Царь был прост и доброжелателен, и люди тянулись к нему.
— Будет пекло, ребятушки. Кабы не изжарились.
— Никак нет, ваше царское величество, мы сами турка подпалим.
— Дали жару да ещё дадим!
— Знаю, не будет потачки басурману, я на вас надеюсь. Христос с нами.
— И наш царь-государь!
Меж тем турки накапливались и накапливались на окружающих холмах, обтекая русский лагерь со всех сторон. Их полчища уже были различимы простым глазом. Похоже, визирь торопился замкнуть кольцо и вопреки обыкновению следовал за неприятелем по пятам ночь-полночь. На противолежащем берегу Прута заняли холмы татары. Меж них вкрапились поляки и шведы.
Тишина казалась зловещей. Она вот-вот должна была разрушиться.
Русский лагерь напряжённо слушал эту тишину; самый малый звук становился значимым и разрастался, усиленный напряжённым ожиданием. Вот прозвучала беспечная перекличка полевых жаворонков, тонко-тонко засвистали суслики — земля, как и воздух, пела свои песни. Над головами, свистя крылами, пронеслась стайка уток и плюхнулась в прибрежных камышах...
И вот — началось. Послышались нарастающие крики «Ал-ла, ил-ля!» — и из-за холмистой гряды вынырнула лава спахиев, размахивающих ятаганами. Знакомое начало! Кони летели во весь опор. Но расстояние ослабило запал, глотки стали хрипнуть, кони спотыкаться. «Ая-а-а-а...»
В грохоте залпа заглох последний возглас. Гренадеры не впервой сбивали спахиев и действовали расчётливо — они уже знали дело.

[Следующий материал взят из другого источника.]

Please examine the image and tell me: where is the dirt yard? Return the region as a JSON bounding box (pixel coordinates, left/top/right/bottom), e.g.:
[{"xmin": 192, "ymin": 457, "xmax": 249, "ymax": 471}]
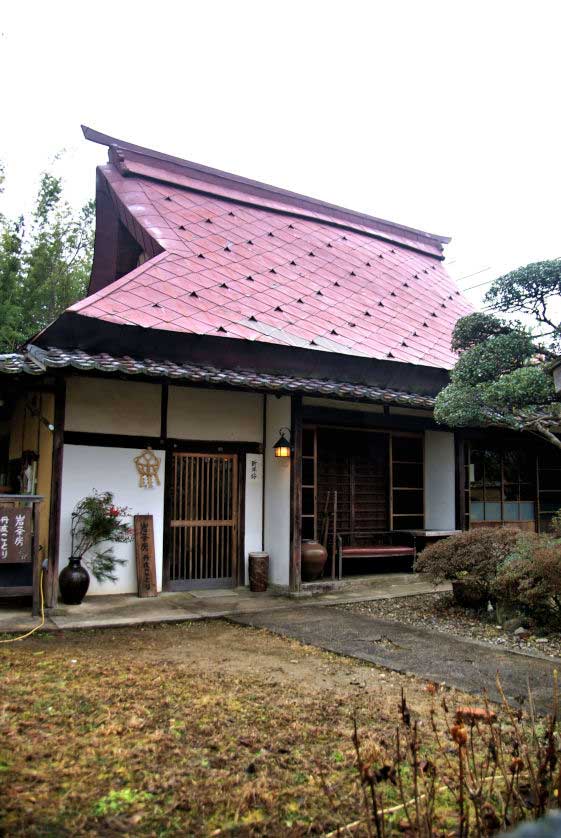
[{"xmin": 0, "ymin": 621, "xmax": 473, "ymax": 836}]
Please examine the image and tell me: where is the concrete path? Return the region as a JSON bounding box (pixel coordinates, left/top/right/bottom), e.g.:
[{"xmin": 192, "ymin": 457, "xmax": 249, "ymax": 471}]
[
  {"xmin": 0, "ymin": 573, "xmax": 450, "ymax": 633},
  {"xmin": 228, "ymin": 607, "xmax": 561, "ymax": 712}
]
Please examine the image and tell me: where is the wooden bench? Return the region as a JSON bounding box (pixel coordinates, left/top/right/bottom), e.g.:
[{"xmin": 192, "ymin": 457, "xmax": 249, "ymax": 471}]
[{"xmin": 337, "ymin": 530, "xmax": 417, "ymax": 579}]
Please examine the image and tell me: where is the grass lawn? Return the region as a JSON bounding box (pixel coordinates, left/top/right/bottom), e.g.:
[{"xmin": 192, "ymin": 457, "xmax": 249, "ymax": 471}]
[{"xmin": 0, "ymin": 621, "xmax": 473, "ymax": 836}]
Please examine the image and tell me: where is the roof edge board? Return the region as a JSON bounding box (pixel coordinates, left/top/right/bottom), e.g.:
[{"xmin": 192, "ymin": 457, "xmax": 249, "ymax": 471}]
[
  {"xmin": 107, "ymin": 158, "xmax": 445, "ymax": 262},
  {"xmin": 81, "ymin": 125, "xmax": 450, "ymax": 245}
]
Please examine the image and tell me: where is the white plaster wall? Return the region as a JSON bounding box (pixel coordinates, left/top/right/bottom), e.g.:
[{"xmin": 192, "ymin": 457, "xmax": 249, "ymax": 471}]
[
  {"xmin": 59, "ymin": 446, "xmax": 165, "ymax": 595},
  {"xmin": 64, "ymin": 378, "xmax": 162, "ymax": 436},
  {"xmin": 166, "ymin": 387, "xmax": 263, "ymax": 442},
  {"xmin": 425, "ymin": 431, "xmax": 456, "ymax": 530},
  {"xmin": 244, "ymin": 454, "xmax": 263, "ymax": 585},
  {"xmin": 264, "ymin": 396, "xmax": 291, "ymax": 585}
]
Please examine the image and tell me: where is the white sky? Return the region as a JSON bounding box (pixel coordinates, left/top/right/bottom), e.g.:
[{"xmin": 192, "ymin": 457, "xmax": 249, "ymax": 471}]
[{"xmin": 0, "ymin": 0, "xmax": 561, "ymax": 316}]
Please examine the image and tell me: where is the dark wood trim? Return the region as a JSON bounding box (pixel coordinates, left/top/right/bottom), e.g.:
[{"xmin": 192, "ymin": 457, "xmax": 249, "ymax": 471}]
[
  {"xmin": 64, "ymin": 431, "xmax": 263, "ymax": 454},
  {"xmin": 64, "ymin": 431, "xmax": 165, "ymax": 449},
  {"xmin": 162, "ymin": 443, "xmax": 173, "ymax": 591},
  {"xmin": 234, "ymin": 451, "xmax": 247, "ymax": 586},
  {"xmin": 160, "ymin": 381, "xmax": 169, "ymax": 440},
  {"xmin": 454, "ymin": 433, "xmax": 466, "ymax": 530},
  {"xmin": 31, "ymin": 503, "xmax": 41, "ymax": 617},
  {"xmin": 303, "ymin": 405, "xmax": 438, "ymax": 431},
  {"xmin": 168, "ymin": 439, "xmax": 263, "ymax": 455},
  {"xmin": 289, "ymin": 396, "xmax": 303, "ymax": 591},
  {"xmin": 261, "ymin": 393, "xmax": 268, "ymax": 550},
  {"xmin": 45, "ymin": 378, "xmax": 66, "ymax": 608}
]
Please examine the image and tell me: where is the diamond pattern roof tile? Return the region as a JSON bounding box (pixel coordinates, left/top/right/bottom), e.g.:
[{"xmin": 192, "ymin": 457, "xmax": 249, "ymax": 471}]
[{"xmin": 64, "ymin": 135, "xmax": 471, "ymax": 368}]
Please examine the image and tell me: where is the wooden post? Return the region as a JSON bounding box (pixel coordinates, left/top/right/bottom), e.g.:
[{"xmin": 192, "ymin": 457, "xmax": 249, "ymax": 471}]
[
  {"xmin": 289, "ymin": 396, "xmax": 302, "ymax": 591},
  {"xmin": 454, "ymin": 433, "xmax": 466, "ymax": 530},
  {"xmin": 43, "ymin": 378, "xmax": 66, "ymax": 608},
  {"xmin": 331, "ymin": 490, "xmax": 337, "ymax": 579},
  {"xmin": 31, "ymin": 503, "xmax": 41, "ymax": 617}
]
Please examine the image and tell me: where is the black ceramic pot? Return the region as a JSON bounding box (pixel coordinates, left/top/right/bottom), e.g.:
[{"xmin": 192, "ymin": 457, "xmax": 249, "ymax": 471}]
[
  {"xmin": 58, "ymin": 556, "xmax": 90, "ymax": 605},
  {"xmin": 300, "ymin": 539, "xmax": 327, "ymax": 582}
]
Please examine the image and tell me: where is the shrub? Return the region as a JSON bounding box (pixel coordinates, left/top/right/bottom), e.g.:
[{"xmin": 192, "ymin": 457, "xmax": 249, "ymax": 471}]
[
  {"xmin": 415, "ymin": 527, "xmax": 519, "ymax": 590},
  {"xmin": 491, "ymin": 536, "xmax": 561, "ymax": 629}
]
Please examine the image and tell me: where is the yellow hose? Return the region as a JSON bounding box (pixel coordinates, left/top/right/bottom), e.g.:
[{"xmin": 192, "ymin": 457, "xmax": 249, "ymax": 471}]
[{"xmin": 0, "ymin": 568, "xmax": 45, "ymax": 643}]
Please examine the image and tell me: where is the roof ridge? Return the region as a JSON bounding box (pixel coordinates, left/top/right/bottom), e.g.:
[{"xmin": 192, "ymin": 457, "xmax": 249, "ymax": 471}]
[{"xmin": 82, "ymin": 125, "xmax": 450, "ymax": 255}]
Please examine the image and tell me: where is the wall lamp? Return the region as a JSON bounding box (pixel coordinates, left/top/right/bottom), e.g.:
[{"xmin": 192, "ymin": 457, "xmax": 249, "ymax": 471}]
[
  {"xmin": 25, "ymin": 402, "xmax": 55, "ymax": 433},
  {"xmin": 273, "ymin": 428, "xmax": 290, "ymax": 457}
]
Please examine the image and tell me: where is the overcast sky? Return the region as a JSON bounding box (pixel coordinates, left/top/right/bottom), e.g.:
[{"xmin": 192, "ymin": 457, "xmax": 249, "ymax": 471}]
[{"xmin": 0, "ymin": 0, "xmax": 561, "ymax": 312}]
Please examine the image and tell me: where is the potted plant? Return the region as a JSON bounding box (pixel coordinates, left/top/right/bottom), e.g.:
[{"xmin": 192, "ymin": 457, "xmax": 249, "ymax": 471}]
[{"xmin": 58, "ymin": 490, "xmax": 133, "ymax": 605}]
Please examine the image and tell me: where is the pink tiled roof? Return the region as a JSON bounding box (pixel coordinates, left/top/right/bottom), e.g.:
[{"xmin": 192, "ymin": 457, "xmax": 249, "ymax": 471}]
[{"xmin": 70, "ymin": 130, "xmax": 471, "ymax": 368}]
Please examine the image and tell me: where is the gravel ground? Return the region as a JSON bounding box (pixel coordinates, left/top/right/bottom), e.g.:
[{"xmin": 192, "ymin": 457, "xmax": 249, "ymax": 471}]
[{"xmin": 340, "ymin": 593, "xmax": 561, "ymax": 658}]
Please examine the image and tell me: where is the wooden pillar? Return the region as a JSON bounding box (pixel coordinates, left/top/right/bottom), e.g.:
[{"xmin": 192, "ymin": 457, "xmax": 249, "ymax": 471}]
[
  {"xmin": 43, "ymin": 378, "xmax": 66, "ymax": 608},
  {"xmin": 454, "ymin": 433, "xmax": 466, "ymax": 530},
  {"xmin": 289, "ymin": 396, "xmax": 302, "ymax": 591}
]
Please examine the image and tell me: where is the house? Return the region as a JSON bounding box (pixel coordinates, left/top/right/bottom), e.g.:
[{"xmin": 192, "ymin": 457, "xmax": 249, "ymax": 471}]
[{"xmin": 0, "ymin": 128, "xmax": 561, "ymax": 605}]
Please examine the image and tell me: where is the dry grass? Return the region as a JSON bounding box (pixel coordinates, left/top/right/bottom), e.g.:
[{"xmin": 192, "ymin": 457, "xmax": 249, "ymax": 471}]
[{"xmin": 0, "ymin": 622, "xmax": 496, "ymax": 836}]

Жаль было коней — добрые были кони. Смертельно раненные, они с жалобным ржаньем, похожим на человеческий стон, силились привстать на передние ноги, бились в последних конвульсиях, хрипели и умирали. Раненые всадники ползли к своим, оставляя кровавые дорожки.
Безумие, чистое безумие! Гибельные атаки шли одна за другой. Но турецкие начальники, все эти аги, белюк-баши, хумбараджи-баши, чорбаджи, юзбаши и другие, бестрепетно посылали своих солдат на верную смерть. Смерть во славу Аллаха, ведущую прямиком в мусульманский рай с десятью тысячами гурий.

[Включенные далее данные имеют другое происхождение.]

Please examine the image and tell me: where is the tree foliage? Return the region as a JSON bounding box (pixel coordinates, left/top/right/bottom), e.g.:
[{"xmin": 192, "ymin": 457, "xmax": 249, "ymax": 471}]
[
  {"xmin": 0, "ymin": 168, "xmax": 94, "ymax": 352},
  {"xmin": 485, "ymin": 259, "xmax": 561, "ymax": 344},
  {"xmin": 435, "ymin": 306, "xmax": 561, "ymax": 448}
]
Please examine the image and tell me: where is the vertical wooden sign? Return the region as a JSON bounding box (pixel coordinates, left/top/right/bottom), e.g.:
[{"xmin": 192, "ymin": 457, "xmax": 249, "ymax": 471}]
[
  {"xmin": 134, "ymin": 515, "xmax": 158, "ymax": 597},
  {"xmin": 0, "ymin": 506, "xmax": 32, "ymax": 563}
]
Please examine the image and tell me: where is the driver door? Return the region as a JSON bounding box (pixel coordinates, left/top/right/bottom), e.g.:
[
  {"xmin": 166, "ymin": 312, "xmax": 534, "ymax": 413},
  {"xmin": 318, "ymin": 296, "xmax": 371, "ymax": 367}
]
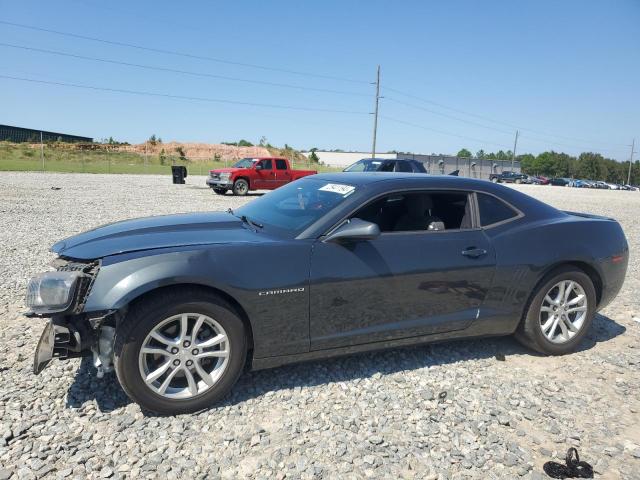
[{"xmin": 253, "ymin": 158, "xmax": 276, "ymax": 190}]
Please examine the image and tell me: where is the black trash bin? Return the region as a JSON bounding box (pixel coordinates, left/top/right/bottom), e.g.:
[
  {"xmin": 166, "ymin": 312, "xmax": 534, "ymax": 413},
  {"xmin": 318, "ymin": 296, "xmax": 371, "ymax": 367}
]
[{"xmin": 171, "ymin": 165, "xmax": 187, "ymax": 184}]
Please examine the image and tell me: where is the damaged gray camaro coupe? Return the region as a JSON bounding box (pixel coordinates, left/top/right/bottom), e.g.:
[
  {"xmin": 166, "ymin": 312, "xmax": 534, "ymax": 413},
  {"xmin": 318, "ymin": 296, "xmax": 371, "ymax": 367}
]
[{"xmin": 26, "ymin": 173, "xmax": 629, "ymax": 414}]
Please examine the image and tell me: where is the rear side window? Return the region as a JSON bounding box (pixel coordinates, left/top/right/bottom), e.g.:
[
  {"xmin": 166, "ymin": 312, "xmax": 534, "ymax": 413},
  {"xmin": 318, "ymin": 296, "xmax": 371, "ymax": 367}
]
[
  {"xmin": 477, "ymin": 193, "xmax": 518, "ymax": 227},
  {"xmin": 396, "ymin": 162, "xmax": 413, "ymax": 172}
]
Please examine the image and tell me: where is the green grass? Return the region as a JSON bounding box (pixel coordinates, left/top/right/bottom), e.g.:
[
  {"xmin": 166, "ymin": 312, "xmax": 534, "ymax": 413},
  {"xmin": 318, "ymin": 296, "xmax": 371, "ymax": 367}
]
[{"xmin": 0, "ymin": 142, "xmax": 340, "ymax": 175}]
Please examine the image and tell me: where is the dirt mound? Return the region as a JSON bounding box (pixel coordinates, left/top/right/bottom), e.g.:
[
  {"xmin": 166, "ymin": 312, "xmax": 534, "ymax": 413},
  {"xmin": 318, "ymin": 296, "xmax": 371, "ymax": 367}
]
[{"xmin": 118, "ymin": 142, "xmax": 269, "ymax": 161}]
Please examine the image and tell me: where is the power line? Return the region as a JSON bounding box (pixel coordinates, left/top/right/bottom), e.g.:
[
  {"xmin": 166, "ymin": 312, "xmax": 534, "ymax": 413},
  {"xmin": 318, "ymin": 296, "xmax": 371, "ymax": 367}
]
[
  {"xmin": 384, "ymin": 97, "xmax": 513, "ymax": 135},
  {"xmin": 0, "ymin": 43, "xmax": 369, "ymax": 97},
  {"xmin": 386, "ymin": 87, "xmax": 621, "ymax": 147},
  {"xmin": 380, "ymin": 115, "xmax": 509, "ymax": 149},
  {"xmin": 0, "ymin": 20, "xmax": 369, "ymax": 84},
  {"xmin": 385, "ymin": 91, "xmax": 616, "ymax": 152},
  {"xmin": 0, "ymin": 75, "xmax": 369, "ymax": 115},
  {"xmin": 520, "ymin": 134, "xmax": 618, "ymax": 153}
]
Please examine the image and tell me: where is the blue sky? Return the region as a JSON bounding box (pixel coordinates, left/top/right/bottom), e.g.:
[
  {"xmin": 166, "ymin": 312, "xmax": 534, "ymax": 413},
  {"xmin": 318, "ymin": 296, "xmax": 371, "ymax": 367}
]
[{"xmin": 0, "ymin": 0, "xmax": 640, "ymax": 160}]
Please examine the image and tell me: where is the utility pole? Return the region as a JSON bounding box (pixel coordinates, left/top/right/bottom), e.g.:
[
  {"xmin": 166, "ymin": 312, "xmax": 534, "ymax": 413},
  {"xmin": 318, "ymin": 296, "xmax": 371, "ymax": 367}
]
[
  {"xmin": 627, "ymin": 138, "xmax": 636, "ymax": 185},
  {"xmin": 511, "ymin": 130, "xmax": 522, "ymax": 173},
  {"xmin": 371, "ymin": 65, "xmax": 380, "ymax": 158},
  {"xmin": 40, "ymin": 132, "xmax": 44, "ymax": 172}
]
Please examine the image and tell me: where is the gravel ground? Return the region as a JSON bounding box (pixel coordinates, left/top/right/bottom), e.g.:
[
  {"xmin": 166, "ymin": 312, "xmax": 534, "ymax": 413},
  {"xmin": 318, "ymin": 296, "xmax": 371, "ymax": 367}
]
[{"xmin": 0, "ymin": 173, "xmax": 640, "ymax": 480}]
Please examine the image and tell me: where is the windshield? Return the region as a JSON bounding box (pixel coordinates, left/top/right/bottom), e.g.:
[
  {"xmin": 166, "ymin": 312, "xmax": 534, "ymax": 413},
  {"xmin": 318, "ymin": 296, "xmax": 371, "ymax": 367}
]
[
  {"xmin": 234, "ymin": 177, "xmax": 356, "ymax": 235},
  {"xmin": 344, "ymin": 160, "xmax": 382, "ymax": 172},
  {"xmin": 234, "ymin": 158, "xmax": 258, "ymax": 168}
]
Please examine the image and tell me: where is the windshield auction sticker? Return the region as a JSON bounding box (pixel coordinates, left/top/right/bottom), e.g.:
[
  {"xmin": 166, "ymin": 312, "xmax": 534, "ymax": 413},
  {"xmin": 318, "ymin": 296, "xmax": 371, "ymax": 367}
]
[{"xmin": 318, "ymin": 183, "xmax": 356, "ymax": 197}]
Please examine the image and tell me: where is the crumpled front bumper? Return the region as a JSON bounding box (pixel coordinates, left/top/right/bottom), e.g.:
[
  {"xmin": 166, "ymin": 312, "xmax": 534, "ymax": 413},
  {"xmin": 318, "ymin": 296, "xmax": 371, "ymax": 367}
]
[{"xmin": 33, "ymin": 319, "xmax": 85, "ymax": 375}]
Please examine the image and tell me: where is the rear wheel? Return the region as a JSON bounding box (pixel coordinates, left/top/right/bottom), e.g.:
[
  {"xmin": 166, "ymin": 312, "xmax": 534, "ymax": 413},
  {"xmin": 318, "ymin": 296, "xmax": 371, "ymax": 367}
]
[
  {"xmin": 114, "ymin": 290, "xmax": 247, "ymax": 415},
  {"xmin": 233, "ymin": 178, "xmax": 249, "ymax": 195},
  {"xmin": 516, "ymin": 267, "xmax": 596, "ymax": 355}
]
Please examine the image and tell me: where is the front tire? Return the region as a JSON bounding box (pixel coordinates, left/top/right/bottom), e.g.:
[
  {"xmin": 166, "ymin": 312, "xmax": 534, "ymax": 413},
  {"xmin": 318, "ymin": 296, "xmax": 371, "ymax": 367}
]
[
  {"xmin": 114, "ymin": 289, "xmax": 247, "ymax": 415},
  {"xmin": 233, "ymin": 178, "xmax": 249, "ymax": 196},
  {"xmin": 515, "ymin": 267, "xmax": 596, "ymax": 355}
]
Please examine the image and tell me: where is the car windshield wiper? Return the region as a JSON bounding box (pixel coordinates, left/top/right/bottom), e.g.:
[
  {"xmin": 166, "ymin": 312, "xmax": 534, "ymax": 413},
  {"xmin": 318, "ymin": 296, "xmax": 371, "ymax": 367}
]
[
  {"xmin": 240, "ymin": 215, "xmax": 264, "ymax": 228},
  {"xmin": 227, "ymin": 207, "xmax": 264, "ymax": 228}
]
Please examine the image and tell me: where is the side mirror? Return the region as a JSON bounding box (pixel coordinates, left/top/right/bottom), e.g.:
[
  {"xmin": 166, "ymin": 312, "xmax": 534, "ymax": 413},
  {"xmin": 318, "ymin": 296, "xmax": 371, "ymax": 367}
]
[{"xmin": 325, "ymin": 218, "xmax": 380, "ymax": 242}]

Пространство перед ретраншементом было усеяно трупами людей и лошадей. Всё это были воины Аллаха — русские не покидали своих позиций, надёжно укрывшись за земляным валом, который продолжали методично насыпать. Вылазки были преждевременны, и Пётр приказал не гоношиться.
У турок продолжалось движение. К атаке готовился гигантский клин янычар. В подзорные трубы начальников было видно, как примыкает шеренга к шеренге, как разбухает основание клина, как суетятся белюк-баши, перебегая от строя к строю. По-видимому, клин был задуман как таранная сила, способная пробить южный фланг, который казался туркам слабейшим.
— Ишь, сколь много сбирается, — озабоченно проговорил Шереметев. — Как поползут, станет ясно, куда целят.
Главный артиллерист Яков Вилимович Брюс со своей педантичной любовью к точности не отрывал глаза от окуляра. Он считал число шеренг, шевеля губами.